We performed QTL analyses for agronomic, yield and grain micronutrient (Zn and Fe) traits. The critical threshold value for QTL detection was calculated based on Churchill and Doerge (1994)120. SNPs associated with QTL identified by linkage mapping were anchored to the physical map. Information regarding the physical location of SNPs flanking the QTL was used to determine the position of the QTL. All QTL were visualized using the RCircos R package111. To increase the power of QTL detection and compare the effects of QTLs detected in cross-specific models, multi-parent population QTL mapping was performed using the mppR package40.

Candidate gene analysis

Candidate genes associated with agronomic traits, grain yield, grain Zn and Fe contents were analyzed across all detected QTLs. Identification of candidate genes within the QTL regions was performed using available online database: the “Rice Genome Annotation Project” website (http://rice.plantbiology.msu.edu/cgi-bin/ORFinfopage.), the “Gramene QTL Database” (http://archive.gramene.org/qtl/), and Oryzabase (https://shigen.nig.ac.jp/rice/oryzabase/quicksearch/list). Subsequently, locus IDs for these candidate genes were leveraged for trait association and gene ontology annotation. This facilitated the identification of GO terms relevant to the traits of interest. Leveraging literature-based evidence and GO, we identified top candidate genes. Additionally, we utilized Knetminer (http://knetminer.rothamsted.ac.uk/Oryza_sativa/) to construct a network mapping the relationships between candidate genes and related QTLs. The tissue-specific and developmental stage-specific expression patterns of these candidate genes were further elucidated using data from The Rice Expression Profile Database (http://ricexpro.dna.affrc.go.jp), which provided insights into gene expression throughout the rice plant’s life cycle.

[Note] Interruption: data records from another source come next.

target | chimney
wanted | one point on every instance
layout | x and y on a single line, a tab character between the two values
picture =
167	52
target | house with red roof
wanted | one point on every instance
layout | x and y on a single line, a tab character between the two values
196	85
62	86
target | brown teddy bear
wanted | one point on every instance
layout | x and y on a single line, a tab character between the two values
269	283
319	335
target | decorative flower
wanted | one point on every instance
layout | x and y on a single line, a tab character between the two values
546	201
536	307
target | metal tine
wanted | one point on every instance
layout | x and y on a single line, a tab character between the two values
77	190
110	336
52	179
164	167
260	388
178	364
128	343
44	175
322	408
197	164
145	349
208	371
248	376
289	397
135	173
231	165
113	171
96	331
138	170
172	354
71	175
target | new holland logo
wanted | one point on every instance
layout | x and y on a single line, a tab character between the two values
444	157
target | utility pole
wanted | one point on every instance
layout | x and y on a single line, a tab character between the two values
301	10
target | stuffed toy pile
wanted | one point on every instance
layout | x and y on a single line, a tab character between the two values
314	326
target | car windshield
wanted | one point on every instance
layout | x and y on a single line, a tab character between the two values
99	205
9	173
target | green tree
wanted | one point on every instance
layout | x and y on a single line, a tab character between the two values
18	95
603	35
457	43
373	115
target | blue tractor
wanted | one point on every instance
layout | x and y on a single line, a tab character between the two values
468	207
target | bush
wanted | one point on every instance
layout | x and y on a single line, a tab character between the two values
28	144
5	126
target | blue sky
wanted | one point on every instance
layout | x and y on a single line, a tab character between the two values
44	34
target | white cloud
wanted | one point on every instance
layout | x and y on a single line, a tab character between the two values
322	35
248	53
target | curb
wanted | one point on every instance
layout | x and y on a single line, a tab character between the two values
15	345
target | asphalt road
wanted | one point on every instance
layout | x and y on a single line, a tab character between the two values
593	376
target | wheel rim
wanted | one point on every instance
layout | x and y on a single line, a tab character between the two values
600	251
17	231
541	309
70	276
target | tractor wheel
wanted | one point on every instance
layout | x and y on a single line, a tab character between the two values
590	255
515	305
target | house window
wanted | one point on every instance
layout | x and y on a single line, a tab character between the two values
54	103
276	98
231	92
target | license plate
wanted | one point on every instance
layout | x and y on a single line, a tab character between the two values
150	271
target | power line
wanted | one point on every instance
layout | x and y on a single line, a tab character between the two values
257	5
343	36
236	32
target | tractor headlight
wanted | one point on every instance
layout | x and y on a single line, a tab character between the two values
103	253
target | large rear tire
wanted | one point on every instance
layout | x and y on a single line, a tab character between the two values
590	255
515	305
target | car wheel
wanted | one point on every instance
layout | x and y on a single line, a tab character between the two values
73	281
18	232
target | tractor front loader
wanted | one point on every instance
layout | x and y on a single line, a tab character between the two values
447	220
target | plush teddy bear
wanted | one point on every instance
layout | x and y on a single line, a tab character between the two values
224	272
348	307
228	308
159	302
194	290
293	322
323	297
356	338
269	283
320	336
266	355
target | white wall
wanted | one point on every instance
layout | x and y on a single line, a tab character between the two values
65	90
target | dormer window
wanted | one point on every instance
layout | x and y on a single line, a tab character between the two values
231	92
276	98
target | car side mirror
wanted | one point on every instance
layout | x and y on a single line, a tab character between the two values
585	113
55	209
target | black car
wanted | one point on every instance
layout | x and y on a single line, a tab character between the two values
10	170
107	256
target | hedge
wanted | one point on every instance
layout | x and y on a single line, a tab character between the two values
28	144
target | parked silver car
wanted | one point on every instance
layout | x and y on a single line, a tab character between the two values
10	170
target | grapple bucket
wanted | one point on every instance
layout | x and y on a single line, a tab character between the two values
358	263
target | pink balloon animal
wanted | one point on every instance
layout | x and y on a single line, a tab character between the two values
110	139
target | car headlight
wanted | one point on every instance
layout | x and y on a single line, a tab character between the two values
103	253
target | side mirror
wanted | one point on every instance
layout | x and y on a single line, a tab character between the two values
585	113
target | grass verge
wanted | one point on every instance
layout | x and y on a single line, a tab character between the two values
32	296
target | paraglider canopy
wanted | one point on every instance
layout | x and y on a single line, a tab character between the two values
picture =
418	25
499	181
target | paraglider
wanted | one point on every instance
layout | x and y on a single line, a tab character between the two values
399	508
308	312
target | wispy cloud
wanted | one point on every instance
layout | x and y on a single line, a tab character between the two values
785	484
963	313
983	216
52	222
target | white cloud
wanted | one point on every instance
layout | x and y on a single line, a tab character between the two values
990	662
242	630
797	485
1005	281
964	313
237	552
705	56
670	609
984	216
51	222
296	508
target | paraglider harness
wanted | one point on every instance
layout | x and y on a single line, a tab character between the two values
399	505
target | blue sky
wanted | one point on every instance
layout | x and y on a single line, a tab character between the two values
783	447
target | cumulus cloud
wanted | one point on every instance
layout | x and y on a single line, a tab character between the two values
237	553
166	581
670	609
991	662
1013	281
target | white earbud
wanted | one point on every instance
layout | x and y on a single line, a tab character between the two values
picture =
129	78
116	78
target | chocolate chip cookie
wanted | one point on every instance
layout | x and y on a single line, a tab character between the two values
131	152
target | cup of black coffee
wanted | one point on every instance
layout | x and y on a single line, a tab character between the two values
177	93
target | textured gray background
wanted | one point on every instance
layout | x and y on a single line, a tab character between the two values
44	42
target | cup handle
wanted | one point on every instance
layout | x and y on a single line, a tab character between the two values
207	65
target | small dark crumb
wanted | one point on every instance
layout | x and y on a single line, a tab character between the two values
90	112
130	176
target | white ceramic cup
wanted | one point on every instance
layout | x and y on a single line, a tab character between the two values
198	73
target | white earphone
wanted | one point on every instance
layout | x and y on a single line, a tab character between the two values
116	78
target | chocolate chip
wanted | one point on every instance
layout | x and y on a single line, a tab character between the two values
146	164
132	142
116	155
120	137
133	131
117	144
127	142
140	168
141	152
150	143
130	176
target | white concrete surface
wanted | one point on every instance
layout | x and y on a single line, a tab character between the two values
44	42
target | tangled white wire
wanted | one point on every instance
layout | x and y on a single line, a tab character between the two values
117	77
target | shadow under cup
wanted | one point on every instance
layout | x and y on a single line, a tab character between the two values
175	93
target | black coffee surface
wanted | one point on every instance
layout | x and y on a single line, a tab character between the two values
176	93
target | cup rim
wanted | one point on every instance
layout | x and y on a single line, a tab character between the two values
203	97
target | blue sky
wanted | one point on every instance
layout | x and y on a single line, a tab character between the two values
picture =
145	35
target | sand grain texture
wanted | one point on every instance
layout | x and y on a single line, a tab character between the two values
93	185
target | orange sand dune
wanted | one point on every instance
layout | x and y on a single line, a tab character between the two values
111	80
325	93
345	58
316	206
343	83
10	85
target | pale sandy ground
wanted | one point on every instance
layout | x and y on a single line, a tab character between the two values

This research did not involve any human participants or animals. The study adhered to applicable institutional, national, and international guidelines and legislation, ensuring that all experiments on rice (Oryza sativa L.) plants were conducted in accordance with relevant regulations. Additionally, this research was not conducted with endangered species and was carried out in accordance with the Declaration of the IUCN Policy on Research Involving Endangered Species.